A leisurely start to the day was essential. The overnight flight from Moshi, to Dar es Salaam, to Amsterdam, and finally London, combined with a weary day and late night movie combined for a definite “sleep in”.

London is like an old pair of shoes that waits, hidden, in the back of your closet. Ten years ago you loved them, so still hang on, and when you actually put them on they are familiar but still a little overstretched. The previous attraction lingers and keeps me from crossing London completely off of a European trip, but the luster has long gone.

The streets are packed like any other major international center and that seems to exacerbate the weakness of the USD by inflating prices well beyond ordinary to absurd.



My mission for the day is to find the Apple Store on Regent Street.

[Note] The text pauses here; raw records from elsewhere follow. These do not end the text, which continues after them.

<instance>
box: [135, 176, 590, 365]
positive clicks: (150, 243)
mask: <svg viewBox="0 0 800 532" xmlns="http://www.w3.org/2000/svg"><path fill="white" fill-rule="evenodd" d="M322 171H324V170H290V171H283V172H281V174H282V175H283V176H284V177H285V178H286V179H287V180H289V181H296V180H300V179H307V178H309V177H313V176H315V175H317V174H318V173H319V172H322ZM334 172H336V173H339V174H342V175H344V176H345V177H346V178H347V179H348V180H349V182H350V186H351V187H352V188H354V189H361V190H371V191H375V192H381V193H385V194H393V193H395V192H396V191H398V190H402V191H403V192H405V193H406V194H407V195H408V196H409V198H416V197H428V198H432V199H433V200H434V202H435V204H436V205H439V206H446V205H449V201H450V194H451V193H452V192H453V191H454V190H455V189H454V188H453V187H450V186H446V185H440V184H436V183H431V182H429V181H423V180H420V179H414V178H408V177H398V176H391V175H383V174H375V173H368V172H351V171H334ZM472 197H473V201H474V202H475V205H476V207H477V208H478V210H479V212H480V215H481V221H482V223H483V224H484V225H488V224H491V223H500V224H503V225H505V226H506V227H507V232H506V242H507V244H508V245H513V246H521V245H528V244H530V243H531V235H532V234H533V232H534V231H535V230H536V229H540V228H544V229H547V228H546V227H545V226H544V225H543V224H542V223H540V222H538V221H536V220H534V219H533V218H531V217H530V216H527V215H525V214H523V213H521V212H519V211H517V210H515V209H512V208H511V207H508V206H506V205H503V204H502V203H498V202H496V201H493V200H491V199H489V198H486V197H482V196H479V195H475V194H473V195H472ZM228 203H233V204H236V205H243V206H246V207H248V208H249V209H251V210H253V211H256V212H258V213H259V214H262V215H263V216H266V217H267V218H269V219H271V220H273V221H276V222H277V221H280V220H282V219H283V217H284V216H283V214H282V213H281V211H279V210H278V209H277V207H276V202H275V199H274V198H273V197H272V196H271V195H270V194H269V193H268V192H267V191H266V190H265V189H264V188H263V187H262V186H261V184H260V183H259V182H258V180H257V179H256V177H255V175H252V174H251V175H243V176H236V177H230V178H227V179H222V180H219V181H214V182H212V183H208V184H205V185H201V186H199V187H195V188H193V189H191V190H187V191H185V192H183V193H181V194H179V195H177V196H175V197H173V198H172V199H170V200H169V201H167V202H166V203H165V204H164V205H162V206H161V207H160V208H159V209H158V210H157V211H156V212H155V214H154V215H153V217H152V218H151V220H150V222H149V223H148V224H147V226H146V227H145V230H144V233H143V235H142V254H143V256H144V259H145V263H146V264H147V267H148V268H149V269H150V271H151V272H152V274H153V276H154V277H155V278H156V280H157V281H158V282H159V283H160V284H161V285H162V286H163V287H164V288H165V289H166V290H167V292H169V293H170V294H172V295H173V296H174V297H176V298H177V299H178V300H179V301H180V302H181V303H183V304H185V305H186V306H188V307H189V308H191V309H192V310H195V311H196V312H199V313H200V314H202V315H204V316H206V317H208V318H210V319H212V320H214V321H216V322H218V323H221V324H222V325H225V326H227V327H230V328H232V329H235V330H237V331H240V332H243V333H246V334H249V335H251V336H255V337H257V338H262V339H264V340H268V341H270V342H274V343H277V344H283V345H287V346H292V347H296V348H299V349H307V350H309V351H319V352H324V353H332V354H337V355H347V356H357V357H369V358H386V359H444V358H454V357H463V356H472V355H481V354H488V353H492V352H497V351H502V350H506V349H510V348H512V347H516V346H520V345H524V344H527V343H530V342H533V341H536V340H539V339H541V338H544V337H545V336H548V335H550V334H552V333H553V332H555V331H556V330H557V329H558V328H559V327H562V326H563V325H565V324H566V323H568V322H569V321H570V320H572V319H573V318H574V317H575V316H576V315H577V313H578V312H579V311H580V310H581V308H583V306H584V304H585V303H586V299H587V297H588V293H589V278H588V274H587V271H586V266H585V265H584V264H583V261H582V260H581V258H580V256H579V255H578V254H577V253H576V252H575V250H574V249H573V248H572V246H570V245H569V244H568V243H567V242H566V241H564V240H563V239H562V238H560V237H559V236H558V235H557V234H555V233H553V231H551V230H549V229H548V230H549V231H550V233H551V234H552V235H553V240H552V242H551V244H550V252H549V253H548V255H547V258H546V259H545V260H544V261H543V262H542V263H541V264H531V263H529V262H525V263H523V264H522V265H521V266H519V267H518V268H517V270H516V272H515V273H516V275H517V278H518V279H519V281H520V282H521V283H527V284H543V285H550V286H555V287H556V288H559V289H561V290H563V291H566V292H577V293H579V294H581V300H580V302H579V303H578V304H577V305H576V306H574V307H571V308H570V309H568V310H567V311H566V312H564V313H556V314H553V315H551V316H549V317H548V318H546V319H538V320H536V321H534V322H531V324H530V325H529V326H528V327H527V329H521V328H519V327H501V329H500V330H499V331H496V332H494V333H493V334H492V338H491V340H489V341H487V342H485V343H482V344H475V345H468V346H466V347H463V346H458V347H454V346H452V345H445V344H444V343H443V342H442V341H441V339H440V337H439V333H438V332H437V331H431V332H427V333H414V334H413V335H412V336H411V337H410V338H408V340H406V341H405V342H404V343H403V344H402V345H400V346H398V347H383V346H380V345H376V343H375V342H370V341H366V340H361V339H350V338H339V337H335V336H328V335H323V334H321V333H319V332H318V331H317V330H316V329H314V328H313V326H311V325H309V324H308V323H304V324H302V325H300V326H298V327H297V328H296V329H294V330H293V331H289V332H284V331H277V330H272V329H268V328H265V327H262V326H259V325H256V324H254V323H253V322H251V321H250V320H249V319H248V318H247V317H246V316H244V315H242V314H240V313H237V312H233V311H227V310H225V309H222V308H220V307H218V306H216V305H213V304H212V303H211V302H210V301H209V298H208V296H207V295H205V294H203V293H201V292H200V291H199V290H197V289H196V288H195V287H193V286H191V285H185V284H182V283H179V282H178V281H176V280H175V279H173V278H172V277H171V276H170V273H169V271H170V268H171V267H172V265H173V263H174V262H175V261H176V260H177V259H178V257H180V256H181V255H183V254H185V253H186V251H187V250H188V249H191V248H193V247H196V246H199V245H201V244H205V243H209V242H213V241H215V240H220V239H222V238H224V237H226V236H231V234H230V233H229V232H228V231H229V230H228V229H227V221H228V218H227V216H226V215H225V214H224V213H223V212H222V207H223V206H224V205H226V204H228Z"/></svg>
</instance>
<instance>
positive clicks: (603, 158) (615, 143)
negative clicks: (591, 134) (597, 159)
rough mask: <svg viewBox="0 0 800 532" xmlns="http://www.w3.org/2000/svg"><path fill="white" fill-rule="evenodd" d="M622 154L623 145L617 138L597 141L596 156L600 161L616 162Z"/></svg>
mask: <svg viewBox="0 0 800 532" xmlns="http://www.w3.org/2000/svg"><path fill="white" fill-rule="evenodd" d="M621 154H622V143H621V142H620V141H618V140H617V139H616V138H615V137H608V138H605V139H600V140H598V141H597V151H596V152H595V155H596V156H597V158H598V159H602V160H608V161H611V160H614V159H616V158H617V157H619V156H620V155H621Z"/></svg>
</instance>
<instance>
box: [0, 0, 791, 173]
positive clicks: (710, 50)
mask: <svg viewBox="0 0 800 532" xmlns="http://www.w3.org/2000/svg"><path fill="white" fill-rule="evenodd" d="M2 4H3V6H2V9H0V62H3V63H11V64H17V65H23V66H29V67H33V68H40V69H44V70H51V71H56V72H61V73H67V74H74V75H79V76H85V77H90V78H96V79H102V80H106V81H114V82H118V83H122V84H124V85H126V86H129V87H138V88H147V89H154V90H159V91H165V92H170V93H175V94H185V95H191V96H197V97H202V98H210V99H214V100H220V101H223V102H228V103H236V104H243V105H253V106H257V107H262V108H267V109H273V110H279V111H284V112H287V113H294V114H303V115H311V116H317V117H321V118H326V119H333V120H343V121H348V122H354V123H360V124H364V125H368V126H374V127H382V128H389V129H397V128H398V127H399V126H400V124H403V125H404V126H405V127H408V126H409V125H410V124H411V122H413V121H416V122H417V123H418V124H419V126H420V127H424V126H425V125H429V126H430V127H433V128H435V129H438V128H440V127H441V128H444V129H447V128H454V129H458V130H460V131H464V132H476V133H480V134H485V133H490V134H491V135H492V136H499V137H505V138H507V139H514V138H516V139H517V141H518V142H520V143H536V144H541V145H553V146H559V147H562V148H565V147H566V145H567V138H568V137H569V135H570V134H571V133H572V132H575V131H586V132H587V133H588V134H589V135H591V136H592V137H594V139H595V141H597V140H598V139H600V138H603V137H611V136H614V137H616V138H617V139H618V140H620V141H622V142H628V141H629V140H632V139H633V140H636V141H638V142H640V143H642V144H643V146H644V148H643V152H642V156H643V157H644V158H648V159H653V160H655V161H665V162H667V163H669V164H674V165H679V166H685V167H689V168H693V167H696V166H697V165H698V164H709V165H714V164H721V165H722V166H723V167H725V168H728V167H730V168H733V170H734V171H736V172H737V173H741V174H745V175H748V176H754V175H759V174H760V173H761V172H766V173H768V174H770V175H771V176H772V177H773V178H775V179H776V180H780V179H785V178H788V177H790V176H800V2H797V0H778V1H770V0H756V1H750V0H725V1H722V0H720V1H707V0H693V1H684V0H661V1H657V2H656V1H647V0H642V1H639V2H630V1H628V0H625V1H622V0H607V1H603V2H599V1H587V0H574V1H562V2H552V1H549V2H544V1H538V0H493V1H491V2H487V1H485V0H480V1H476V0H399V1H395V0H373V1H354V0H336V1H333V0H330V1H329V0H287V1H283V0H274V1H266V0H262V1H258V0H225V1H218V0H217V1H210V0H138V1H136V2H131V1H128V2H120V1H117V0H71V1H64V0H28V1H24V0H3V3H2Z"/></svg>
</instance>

This is quite a stroll from King’s Cross and the crowding is exceptional here. The good news is that the Apple Store is easily found after wading through the human currents to cross the street.

The issue with my Macbook is that the keyboard deck has cracked. With two days left on the annual warranty, I decide to bite the bullet and invest the $250 for another two years of “bumper to bumper” coverage. The estimate for a post warranty deck replacement was over $300, so I took the $50 discount and two year bonus warranty.

The Apple store was an absolute zoo! With the release of the new “Touch Ipod” the store was flooded with buyers and gawkers.



The staff were swamped, but I did manage to catch the saving eye of one of the floor representatives who handed me off to a Mac Genius. Rob just happened to be an American, from Texas, who took great pity on my predicament of needing a fix from the only Apple store accessible in Europe and a flight booked for Monday morning.



He promised a “same day” fix if I could bring in my computer by 5:00pm. The race was now “on”. I left the store, jumped in the tube back to King’s Cross, ...



(I looked but couldn't find the platform to "Hogwarts" in the station.)


... grabbed my computer and raced back to the store to find no Rob in sight.



A half hour wait in line discovered that he was off to lunch, so another slightly less enthusiastic Mac Genius pitched in and asked me to return in an hour. One hour! Amazing!

(The domed building is the Apple Store.)


Aside from the shear size of this Apple store, it is easily the best store I’ve ever seen. There is even a theatre on the second floor where instructors give free tutorials on every piece of software in the ilife product bundle. It was fascinating to just sit and watch as about fifty other owners practiced with the instruction in real time.



Incredibly, the keyboard and deck replacement took only 45 minutes. My machine looked like new, reinforcing the investment decision.



With an hour to kill before meeting Fiona, I headed to Borders to pick up “How to Talk to a Widower” by Jonathan Tropper.

(Walking down the street was "kind of" like being at home, just turn right after the Gap and Baby Gap stores.)


The title doesn’t hint to a book with comic fringes but it was well recommended, so I picked it up for read along the way. Reading a couple of chapters at Piccadilly Circus, waiting for Fiona’s train to arrive, this book captured me almost immediately. It was one of those time paradox moments where, lost in the book, everything else blurred into peripheral shapes in motion while my focus was still and focused.

Dinner was an incredible vegetarian experience. Somehow, in the cramped London environment it didn’t’ seem appropriate to take pictures. But, on a related but different point, eating after leaving Africa seems to be a common ailment among western travelers. The appetite just isn’t there as the gastric flora changes. (Nothing is really unpleasant, just an appetite malaise, as the microbe forces fight for supremacy or eventually decide to just “play nice”.)